Using the Four Patch, Broken Dishes, and Pinwheel class samples, introduce the concept of slipped intersections as a design tool (pages 55-57). They'll be delighted to experiment with slipped intersections for their different visual effects after having spent time mastering precisely pieced Four Patches. Using a very simple color scheme, prepare class samples of both simple landscapes and discuss the visual differences between them (pages 58-63).

Encourage the students to explore what they've learned by applying some of these techniques to traditional quilt blocks, or by making both types of simple landscapes of their own, or by inventing simple blocks of their own. Display everyone's effort and talk about what you see happening in each one. Avoid competition and judgments. Focus on what you can learn from each example.

SECOND SERIES
A second series of classes can be prepared from the materials in Part Two, Designing Original Piecing, by introducing the simple leaf. Make class samples of many of its varieties. Demonstrate the process of making progressively simpler leaf blocks working from an outline, and working from a skeleton. Refer to pages 66-76.

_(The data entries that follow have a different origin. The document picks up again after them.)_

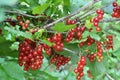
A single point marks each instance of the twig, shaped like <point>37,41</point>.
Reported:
<point>10,21</point>
<point>72,14</point>
<point>55,32</point>
<point>19,13</point>
<point>87,14</point>
<point>69,50</point>
<point>110,20</point>
<point>110,78</point>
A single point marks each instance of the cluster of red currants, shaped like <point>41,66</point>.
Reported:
<point>57,42</point>
<point>99,51</point>
<point>30,55</point>
<point>75,32</point>
<point>97,19</point>
<point>59,60</point>
<point>88,42</point>
<point>109,42</point>
<point>116,10</point>
<point>80,67</point>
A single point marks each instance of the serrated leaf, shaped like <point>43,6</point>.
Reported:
<point>8,3</point>
<point>19,33</point>
<point>38,34</point>
<point>61,27</point>
<point>44,75</point>
<point>13,70</point>
<point>95,36</point>
<point>3,75</point>
<point>88,24</point>
<point>40,9</point>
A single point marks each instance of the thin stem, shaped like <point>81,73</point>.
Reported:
<point>72,14</point>
<point>19,13</point>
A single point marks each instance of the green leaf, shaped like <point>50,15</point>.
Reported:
<point>19,33</point>
<point>61,27</point>
<point>38,34</point>
<point>40,9</point>
<point>88,24</point>
<point>8,3</point>
<point>2,60</point>
<point>13,70</point>
<point>85,34</point>
<point>5,50</point>
<point>3,74</point>
<point>95,36</point>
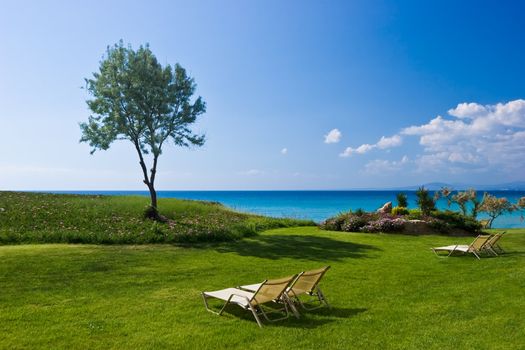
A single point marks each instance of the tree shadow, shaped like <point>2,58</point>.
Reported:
<point>339,312</point>
<point>307,320</point>
<point>297,247</point>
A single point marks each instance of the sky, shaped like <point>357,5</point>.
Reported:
<point>300,94</point>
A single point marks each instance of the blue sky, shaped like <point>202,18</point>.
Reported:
<point>416,92</point>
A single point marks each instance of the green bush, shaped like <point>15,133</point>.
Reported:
<point>402,200</point>
<point>424,201</point>
<point>398,211</point>
<point>457,220</point>
<point>354,223</point>
<point>415,214</point>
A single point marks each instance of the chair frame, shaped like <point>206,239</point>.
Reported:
<point>470,248</point>
<point>315,292</point>
<point>256,308</point>
<point>492,244</point>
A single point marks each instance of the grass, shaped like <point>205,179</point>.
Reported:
<point>59,218</point>
<point>387,292</point>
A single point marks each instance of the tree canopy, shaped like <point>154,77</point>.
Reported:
<point>135,98</point>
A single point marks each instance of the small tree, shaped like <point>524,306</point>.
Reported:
<point>424,201</point>
<point>463,198</point>
<point>495,207</point>
<point>520,205</point>
<point>136,99</point>
<point>444,193</point>
<point>402,200</point>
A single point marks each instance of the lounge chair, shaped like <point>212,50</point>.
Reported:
<point>306,282</point>
<point>267,292</point>
<point>492,245</point>
<point>476,247</point>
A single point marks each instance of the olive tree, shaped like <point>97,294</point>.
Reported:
<point>495,207</point>
<point>135,98</point>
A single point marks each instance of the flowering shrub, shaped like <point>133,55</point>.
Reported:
<point>385,224</point>
<point>397,211</point>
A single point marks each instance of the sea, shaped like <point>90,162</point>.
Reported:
<point>313,205</point>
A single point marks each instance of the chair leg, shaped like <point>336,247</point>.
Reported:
<point>254,312</point>
<point>323,298</point>
<point>289,302</point>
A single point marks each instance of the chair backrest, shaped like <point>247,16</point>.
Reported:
<point>308,280</point>
<point>271,290</point>
<point>494,239</point>
<point>479,242</point>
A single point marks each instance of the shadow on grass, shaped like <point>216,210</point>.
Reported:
<point>306,321</point>
<point>297,247</point>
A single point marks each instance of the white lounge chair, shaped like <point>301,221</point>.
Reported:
<point>268,291</point>
<point>476,247</point>
<point>306,283</point>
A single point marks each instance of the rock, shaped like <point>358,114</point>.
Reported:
<point>386,208</point>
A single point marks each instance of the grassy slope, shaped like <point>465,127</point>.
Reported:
<point>387,292</point>
<point>40,217</point>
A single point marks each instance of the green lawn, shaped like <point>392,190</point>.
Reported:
<point>27,217</point>
<point>387,292</point>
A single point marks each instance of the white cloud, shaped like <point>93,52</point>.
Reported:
<point>334,136</point>
<point>383,143</point>
<point>382,166</point>
<point>473,138</point>
<point>252,172</point>
<point>389,142</point>
<point>488,137</point>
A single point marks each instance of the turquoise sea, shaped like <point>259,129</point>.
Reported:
<point>315,205</point>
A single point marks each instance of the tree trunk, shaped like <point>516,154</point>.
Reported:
<point>153,196</point>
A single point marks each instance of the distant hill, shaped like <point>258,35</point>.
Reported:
<point>434,186</point>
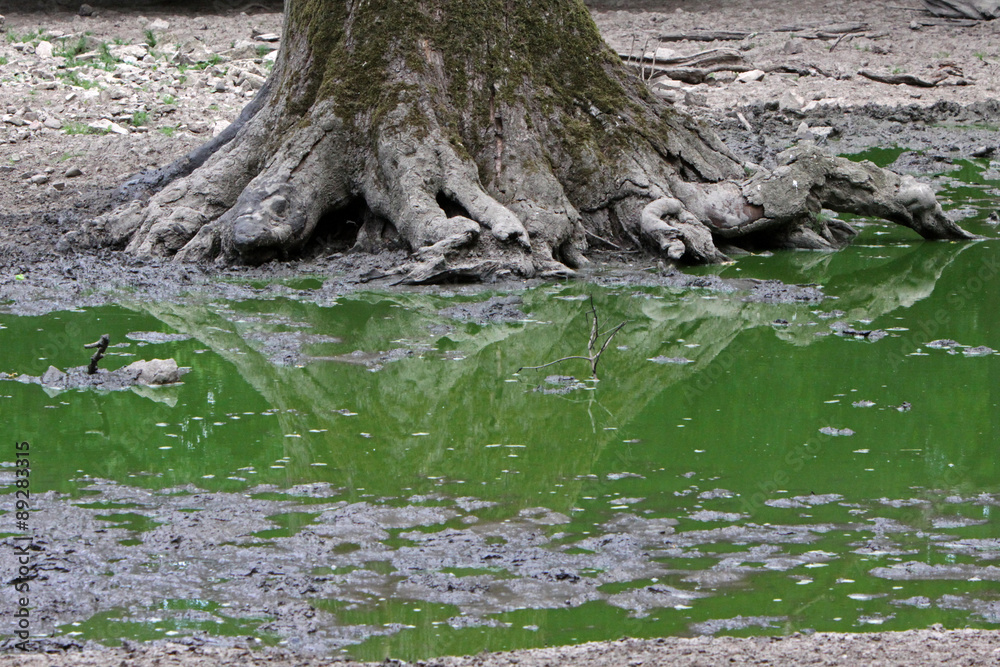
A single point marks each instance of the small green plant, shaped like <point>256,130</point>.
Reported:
<point>70,49</point>
<point>73,78</point>
<point>105,56</point>
<point>81,128</point>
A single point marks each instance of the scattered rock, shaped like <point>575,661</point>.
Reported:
<point>44,49</point>
<point>793,47</point>
<point>671,360</point>
<point>156,371</point>
<point>751,76</point>
<point>53,377</point>
<point>106,125</point>
<point>791,102</point>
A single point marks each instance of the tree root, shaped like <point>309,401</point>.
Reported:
<point>510,184</point>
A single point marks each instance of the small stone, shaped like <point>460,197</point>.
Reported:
<point>791,102</point>
<point>156,371</point>
<point>751,76</point>
<point>53,377</point>
<point>695,99</point>
<point>793,47</point>
<point>821,131</point>
<point>106,125</point>
<point>663,53</point>
<point>842,432</point>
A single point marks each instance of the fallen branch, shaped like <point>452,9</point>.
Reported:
<point>595,334</point>
<point>968,9</point>
<point>706,36</point>
<point>906,79</point>
<point>102,345</point>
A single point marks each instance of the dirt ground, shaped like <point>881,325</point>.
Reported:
<point>72,131</point>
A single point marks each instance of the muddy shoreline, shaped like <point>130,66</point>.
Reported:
<point>935,128</point>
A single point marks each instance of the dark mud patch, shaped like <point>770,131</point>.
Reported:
<point>495,310</point>
<point>559,385</point>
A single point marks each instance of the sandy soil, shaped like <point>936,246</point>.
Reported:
<point>171,96</point>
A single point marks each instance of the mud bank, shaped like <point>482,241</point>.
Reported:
<point>915,648</point>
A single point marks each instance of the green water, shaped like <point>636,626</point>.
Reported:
<point>454,419</point>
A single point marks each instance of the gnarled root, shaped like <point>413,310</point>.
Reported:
<point>808,180</point>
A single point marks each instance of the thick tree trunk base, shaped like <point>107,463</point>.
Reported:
<point>514,186</point>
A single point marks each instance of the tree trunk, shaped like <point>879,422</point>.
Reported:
<point>489,137</point>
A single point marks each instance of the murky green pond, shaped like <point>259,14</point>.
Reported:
<point>740,467</point>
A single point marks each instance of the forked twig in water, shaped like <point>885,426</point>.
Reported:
<point>595,334</point>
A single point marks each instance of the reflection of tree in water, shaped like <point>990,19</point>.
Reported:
<point>469,403</point>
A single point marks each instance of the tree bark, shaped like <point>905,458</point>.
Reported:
<point>490,137</point>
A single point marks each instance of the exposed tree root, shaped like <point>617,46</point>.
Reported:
<point>488,178</point>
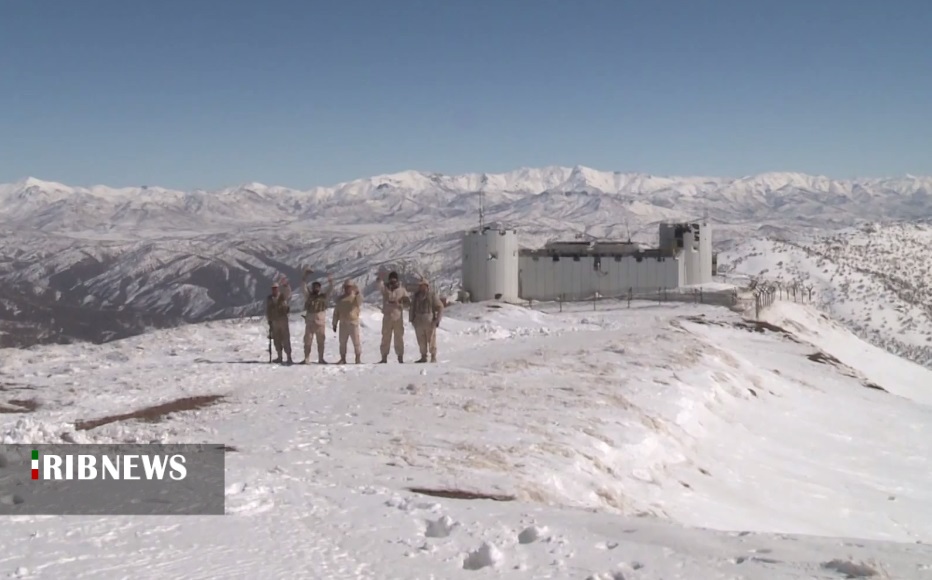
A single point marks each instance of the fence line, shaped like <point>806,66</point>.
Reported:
<point>767,292</point>
<point>751,300</point>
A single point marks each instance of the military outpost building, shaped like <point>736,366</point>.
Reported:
<point>496,268</point>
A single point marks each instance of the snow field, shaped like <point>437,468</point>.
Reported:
<point>626,436</point>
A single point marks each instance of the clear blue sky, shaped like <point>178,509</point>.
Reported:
<point>210,93</point>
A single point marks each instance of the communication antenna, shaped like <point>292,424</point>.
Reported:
<point>481,212</point>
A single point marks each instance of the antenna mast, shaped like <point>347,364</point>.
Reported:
<point>481,216</point>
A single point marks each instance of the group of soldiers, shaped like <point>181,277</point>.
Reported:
<point>424,312</point>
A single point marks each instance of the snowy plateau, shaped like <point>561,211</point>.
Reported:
<point>656,441</point>
<point>600,441</point>
<point>100,263</point>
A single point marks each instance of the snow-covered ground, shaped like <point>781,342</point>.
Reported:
<point>873,278</point>
<point>660,441</point>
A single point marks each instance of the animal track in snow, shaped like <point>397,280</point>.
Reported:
<point>440,528</point>
<point>243,499</point>
<point>485,556</point>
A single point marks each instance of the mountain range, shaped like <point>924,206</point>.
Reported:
<point>98,263</point>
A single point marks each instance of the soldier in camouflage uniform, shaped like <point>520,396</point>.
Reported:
<point>277,309</point>
<point>315,316</point>
<point>425,314</point>
<point>394,300</point>
<point>346,316</point>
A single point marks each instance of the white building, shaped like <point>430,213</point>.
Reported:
<point>495,268</point>
<point>490,264</point>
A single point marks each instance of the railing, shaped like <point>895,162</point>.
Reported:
<point>727,298</point>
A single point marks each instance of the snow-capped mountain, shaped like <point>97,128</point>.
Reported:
<point>657,442</point>
<point>875,278</point>
<point>104,262</point>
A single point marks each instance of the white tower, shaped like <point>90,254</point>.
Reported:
<point>490,264</point>
<point>692,241</point>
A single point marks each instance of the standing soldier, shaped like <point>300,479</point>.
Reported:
<point>277,309</point>
<point>426,310</point>
<point>346,313</point>
<point>315,316</point>
<point>394,300</point>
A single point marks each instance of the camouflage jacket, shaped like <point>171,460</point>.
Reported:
<point>394,301</point>
<point>316,305</point>
<point>347,309</point>
<point>425,307</point>
<point>277,308</point>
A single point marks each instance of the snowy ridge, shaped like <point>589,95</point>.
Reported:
<point>150,256</point>
<point>421,196</point>
<point>626,436</point>
<point>874,278</point>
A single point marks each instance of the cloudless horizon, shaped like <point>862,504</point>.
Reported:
<point>210,94</point>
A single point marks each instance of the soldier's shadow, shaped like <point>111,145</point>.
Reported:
<point>232,362</point>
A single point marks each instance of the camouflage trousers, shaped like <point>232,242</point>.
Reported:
<point>350,331</point>
<point>392,329</point>
<point>312,330</point>
<point>426,332</point>
<point>281,336</point>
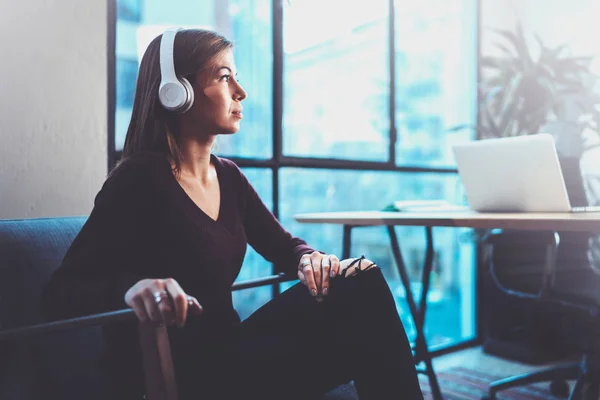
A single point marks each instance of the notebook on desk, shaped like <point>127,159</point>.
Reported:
<point>515,174</point>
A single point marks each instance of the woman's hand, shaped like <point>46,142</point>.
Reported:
<point>161,301</point>
<point>315,270</point>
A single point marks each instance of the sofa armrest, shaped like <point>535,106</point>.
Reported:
<point>154,341</point>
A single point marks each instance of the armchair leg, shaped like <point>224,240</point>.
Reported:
<point>566,371</point>
<point>159,374</point>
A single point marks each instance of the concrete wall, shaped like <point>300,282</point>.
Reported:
<point>53,106</point>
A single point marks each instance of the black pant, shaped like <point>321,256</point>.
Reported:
<point>294,348</point>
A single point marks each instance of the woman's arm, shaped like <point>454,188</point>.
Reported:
<point>267,236</point>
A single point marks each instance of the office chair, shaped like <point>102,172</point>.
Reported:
<point>568,284</point>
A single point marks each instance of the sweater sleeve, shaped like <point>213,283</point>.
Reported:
<point>266,235</point>
<point>103,261</point>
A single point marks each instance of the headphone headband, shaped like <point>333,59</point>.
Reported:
<point>175,94</point>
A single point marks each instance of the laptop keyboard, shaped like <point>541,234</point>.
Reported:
<point>585,209</point>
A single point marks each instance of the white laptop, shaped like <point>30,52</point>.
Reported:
<point>515,174</point>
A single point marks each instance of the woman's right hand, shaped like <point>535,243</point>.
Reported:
<point>161,301</point>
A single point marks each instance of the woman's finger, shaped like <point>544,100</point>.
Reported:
<point>179,299</point>
<point>194,306</point>
<point>301,277</point>
<point>140,309</point>
<point>151,299</point>
<point>325,268</point>
<point>309,276</point>
<point>335,266</point>
<point>315,259</point>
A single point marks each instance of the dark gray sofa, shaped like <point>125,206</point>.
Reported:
<point>68,363</point>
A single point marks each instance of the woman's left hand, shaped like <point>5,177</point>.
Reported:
<point>315,270</point>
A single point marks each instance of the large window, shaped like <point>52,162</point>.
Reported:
<point>349,108</point>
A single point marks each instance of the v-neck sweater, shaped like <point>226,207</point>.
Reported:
<point>144,225</point>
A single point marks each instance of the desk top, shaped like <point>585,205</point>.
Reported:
<point>563,221</point>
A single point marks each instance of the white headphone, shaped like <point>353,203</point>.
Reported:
<point>175,94</point>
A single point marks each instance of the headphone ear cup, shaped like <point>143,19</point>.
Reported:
<point>189,98</point>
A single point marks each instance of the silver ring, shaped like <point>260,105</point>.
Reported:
<point>160,296</point>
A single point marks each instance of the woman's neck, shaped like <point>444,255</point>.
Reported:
<point>195,160</point>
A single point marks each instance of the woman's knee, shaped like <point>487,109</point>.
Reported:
<point>351,267</point>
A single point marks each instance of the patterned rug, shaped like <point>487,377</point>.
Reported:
<point>466,384</point>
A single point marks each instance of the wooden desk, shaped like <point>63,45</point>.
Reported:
<point>553,222</point>
<point>577,222</point>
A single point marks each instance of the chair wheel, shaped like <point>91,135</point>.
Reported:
<point>560,388</point>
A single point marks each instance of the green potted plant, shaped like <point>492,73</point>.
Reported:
<point>520,94</point>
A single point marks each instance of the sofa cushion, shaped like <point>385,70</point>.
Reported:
<point>63,365</point>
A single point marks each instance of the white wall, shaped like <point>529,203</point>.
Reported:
<point>53,94</point>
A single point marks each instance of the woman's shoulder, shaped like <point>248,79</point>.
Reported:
<point>137,171</point>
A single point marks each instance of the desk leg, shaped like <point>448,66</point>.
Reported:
<point>421,348</point>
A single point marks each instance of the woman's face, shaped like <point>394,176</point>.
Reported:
<point>218,96</point>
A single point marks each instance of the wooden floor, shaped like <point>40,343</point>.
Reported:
<point>474,357</point>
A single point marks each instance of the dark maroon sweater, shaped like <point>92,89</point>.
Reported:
<point>144,225</point>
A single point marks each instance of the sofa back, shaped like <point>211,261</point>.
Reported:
<point>65,365</point>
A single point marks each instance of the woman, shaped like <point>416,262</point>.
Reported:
<point>167,237</point>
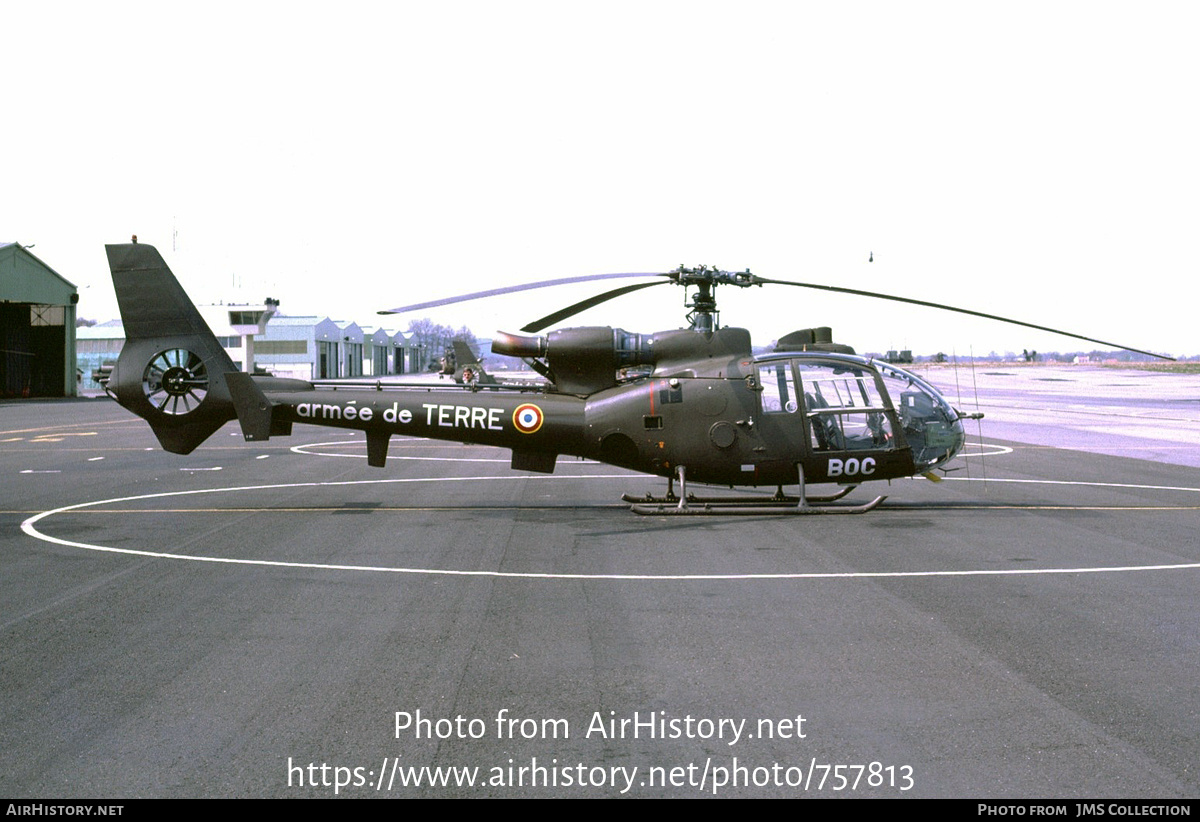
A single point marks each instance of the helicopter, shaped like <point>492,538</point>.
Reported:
<point>688,405</point>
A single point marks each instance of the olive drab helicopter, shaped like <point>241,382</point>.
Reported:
<point>688,405</point>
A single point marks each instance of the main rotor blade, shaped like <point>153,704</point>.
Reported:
<point>510,289</point>
<point>961,311</point>
<point>583,305</point>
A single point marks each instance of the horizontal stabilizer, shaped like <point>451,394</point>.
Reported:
<point>251,405</point>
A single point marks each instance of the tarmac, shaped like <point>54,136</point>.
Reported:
<point>279,619</point>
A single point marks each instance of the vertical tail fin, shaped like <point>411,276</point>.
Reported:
<point>172,370</point>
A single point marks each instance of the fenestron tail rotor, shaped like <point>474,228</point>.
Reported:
<point>175,382</point>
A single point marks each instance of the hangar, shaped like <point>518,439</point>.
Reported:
<point>37,316</point>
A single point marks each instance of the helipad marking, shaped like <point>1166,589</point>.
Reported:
<point>29,528</point>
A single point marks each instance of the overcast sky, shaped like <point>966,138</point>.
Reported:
<point>1036,160</point>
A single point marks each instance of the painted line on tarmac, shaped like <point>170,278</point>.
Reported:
<point>29,527</point>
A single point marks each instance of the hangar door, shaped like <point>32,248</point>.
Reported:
<point>33,347</point>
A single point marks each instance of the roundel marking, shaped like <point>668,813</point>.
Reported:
<point>527,418</point>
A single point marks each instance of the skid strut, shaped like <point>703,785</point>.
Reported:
<point>780,503</point>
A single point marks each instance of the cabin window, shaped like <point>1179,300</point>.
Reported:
<point>778,388</point>
<point>845,408</point>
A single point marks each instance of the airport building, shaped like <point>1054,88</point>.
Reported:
<point>37,316</point>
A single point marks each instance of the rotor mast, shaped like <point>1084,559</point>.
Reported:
<point>703,315</point>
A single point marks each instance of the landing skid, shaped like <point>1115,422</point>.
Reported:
<point>780,503</point>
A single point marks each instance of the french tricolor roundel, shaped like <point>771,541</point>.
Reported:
<point>527,418</point>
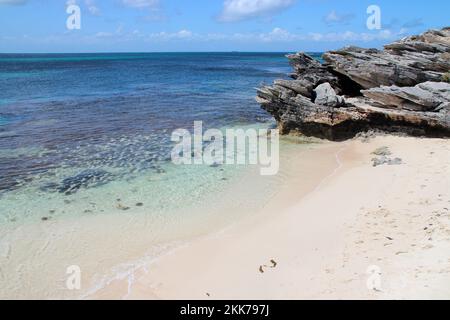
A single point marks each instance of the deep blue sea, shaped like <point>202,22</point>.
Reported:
<point>85,171</point>
<point>117,110</point>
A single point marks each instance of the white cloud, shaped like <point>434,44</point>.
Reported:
<point>237,10</point>
<point>92,7</point>
<point>13,2</point>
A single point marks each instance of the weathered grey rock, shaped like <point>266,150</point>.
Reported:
<point>403,90</point>
<point>326,96</point>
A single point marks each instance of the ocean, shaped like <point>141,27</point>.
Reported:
<point>85,156</point>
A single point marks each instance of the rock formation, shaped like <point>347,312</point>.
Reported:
<point>403,88</point>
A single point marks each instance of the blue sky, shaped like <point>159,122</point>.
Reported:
<point>210,25</point>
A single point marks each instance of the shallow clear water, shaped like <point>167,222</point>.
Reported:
<point>109,117</point>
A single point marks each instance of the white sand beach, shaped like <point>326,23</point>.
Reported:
<point>339,228</point>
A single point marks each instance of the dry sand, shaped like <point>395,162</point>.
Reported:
<point>339,228</point>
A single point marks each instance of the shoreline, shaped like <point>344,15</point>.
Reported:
<point>320,245</point>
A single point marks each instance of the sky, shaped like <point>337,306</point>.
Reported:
<point>40,26</point>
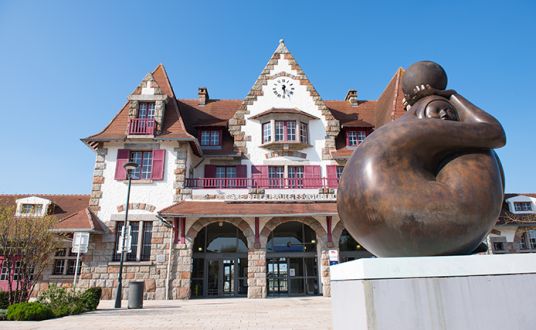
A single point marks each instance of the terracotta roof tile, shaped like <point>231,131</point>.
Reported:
<point>390,104</point>
<point>72,210</point>
<point>225,209</point>
<point>172,128</point>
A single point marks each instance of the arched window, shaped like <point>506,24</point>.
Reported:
<point>220,237</point>
<point>292,237</point>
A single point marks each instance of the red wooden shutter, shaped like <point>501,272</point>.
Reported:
<point>242,173</point>
<point>122,158</point>
<point>210,171</point>
<point>312,176</point>
<point>332,176</point>
<point>159,157</point>
<point>259,174</point>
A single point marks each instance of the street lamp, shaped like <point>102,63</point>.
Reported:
<point>129,167</point>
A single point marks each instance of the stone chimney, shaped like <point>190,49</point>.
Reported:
<point>202,95</point>
<point>351,97</point>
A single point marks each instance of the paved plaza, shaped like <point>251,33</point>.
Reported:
<point>232,313</point>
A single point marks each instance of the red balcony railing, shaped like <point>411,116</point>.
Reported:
<point>141,126</point>
<point>271,183</point>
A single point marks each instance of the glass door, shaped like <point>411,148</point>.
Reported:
<point>213,278</point>
<point>228,277</point>
<point>277,275</point>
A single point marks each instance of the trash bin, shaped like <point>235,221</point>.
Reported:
<point>135,294</point>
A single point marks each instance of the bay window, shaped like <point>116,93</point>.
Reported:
<point>304,133</point>
<point>266,132</point>
<point>355,137</point>
<point>276,175</point>
<point>295,176</point>
<point>144,159</point>
<point>210,137</point>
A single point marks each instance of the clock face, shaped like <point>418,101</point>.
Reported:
<point>283,88</point>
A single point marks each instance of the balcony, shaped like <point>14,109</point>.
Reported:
<point>270,183</point>
<point>141,126</point>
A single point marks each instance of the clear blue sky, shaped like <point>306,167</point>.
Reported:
<point>68,66</point>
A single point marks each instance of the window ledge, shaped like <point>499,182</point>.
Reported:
<point>131,263</point>
<point>145,181</point>
<point>61,277</point>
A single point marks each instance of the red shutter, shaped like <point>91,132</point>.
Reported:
<point>259,174</point>
<point>312,176</point>
<point>159,157</point>
<point>122,159</point>
<point>242,173</point>
<point>332,176</point>
<point>210,171</point>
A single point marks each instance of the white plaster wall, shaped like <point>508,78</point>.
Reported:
<point>300,100</point>
<point>114,192</point>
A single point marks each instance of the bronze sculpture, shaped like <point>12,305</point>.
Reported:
<point>428,183</point>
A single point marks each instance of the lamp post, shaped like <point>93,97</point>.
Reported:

A leaf is a convenient way to explore this process without intimidating students who have not had much experience drawing or designing. As a class exercise, collect different leaves, trace their outlines and veins, then enlarge them on a copy machine to at least 8". Have each student select one enlarged tracing and develop a series of progressively simpler piecing schemes. Show each series, and talk about the differences. As a final project, have each student make one design in fabric.

OTHER ADVANCED CLASSES

From these beginnings, Piecing: Expanding the Basics will lead you on to many other advanced classes. Try a class in tessellations, from a geometric point of view or from the process described in the Radish quilt (pages 77-83). Plan a series of classes in radial patterns like the St. Johnswort variations (pages 92-111), or in Log Cabin patterns like the Three Grizzly Bears (pages 112-117). Or jump off into Landscapes (pages 118-144).